A self directed 401k (also called a solo 401k) is the do-it-yourself version of a 401k retirement plan.
The major advantage to a self directed 401k is that you can control where and what kind of investments you want to put your retirement money into.
Who Can Participate?
To participate in a self directed 401k, you need to either be self employed or have an HR department that will give you the option of setting up your own plan. Fortunately, if the plan becomes available to one employee, then it must be offered to all of them.
Most of the time a self directed 401k is a good fit for the self-employed such as consultants, contractors, sole proprietors etc.
How Does a Self Directed 401k Work?
Just like a regular Traditional and Roth IRA or 401k, you can setup your self directed 401k to be either a Traditional type (money goes in before taxes, grows tax free, and then gets taxed upon withdrawal) or Roth (money goes in after taxes, grows tax free, and then does not get taxed upon withdrawal).
Note that you can split contributions between the two types of accounts.
How Much Can You Contribute (as of 2013)?
An employee contribution of $17,500 plus an additional profit sharing portion up to 25% of your compensation. The total may not exceed $51,000.
These limits double if both you and your spouse take income from the business
There are also catch-up contributions of $5,500 for you and your spouse each
When Can I Take the Money Out?
Just like a regular 401k plan, you can’t withdraw your money from a self directed 401k until age 59 1/2.
If you withdraw your money early, you’ll have to pay the 10% early penalty on top of income taxes for the withdrawal.
The only way to avoid this penalty is if you plan to use the money to:
- Purchasing your first home
- Experience a sudden disability
- Pay for higher education expenses
- Prevent eviction or foreclosure.
The 10% penalty can also be waived for certain “hardship withdrawals” such as permanent disability or large out-of-pocket medical expenses.
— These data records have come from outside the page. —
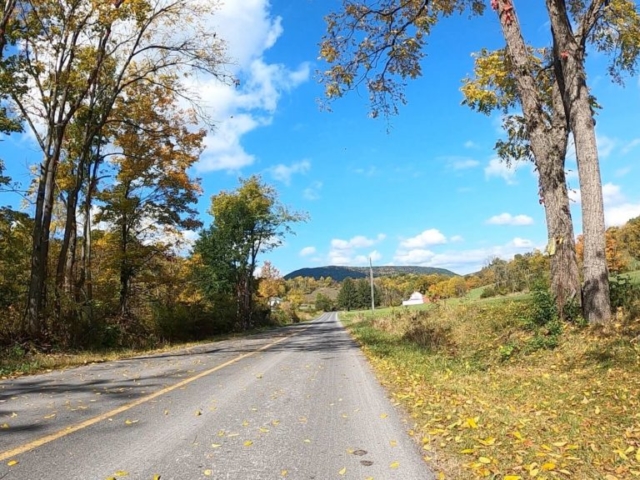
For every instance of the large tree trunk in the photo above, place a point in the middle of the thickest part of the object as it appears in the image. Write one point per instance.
(548, 135)
(570, 71)
(36, 297)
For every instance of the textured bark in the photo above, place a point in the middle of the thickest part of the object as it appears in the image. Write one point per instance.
(569, 48)
(548, 135)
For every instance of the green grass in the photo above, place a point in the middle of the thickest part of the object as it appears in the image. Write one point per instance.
(491, 398)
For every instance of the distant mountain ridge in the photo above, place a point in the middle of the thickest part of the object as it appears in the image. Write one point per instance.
(339, 273)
Also similar to a regular 401k, you are allowed to take out a loan against yourself. This amount may be up to half the total balance (but not exceeding $50,000)
The loan has to be paid back over a five-year period at least quarterly at a minimum prime interest rate (you have the option of selecting a higher interest rate). There is no pre-payment penalty.
- Cash (CD’s, money market)
- Mutual funds
- ETF’s (Exchange Trade Funds)
- Real estate
- Precious metals
- Private investments
- Peer to peer lending
You cannot invest in collectibles such as rugs, works of art, automobiles etc.
- Charles Schwab
Make sure you find a provider who offers you a wide selection of investment choices.
Note that special setup and brokerage fees may apply for these unique types of accounts. When you’re shopping around for someone to start your plan with, pay attention to these fees and expenses.
You can also expect to keep more documentation than a typical 401k for justification when you file your taxes.
Are My Investments Guaranteed?
No. All investments carry some inherent risk; some more than others. No matter if you are investing in a regular 401k, self directed 401k, or any type of investment, you should educate yourself on the general risks of each type of fund and carefully consider them before investing your money.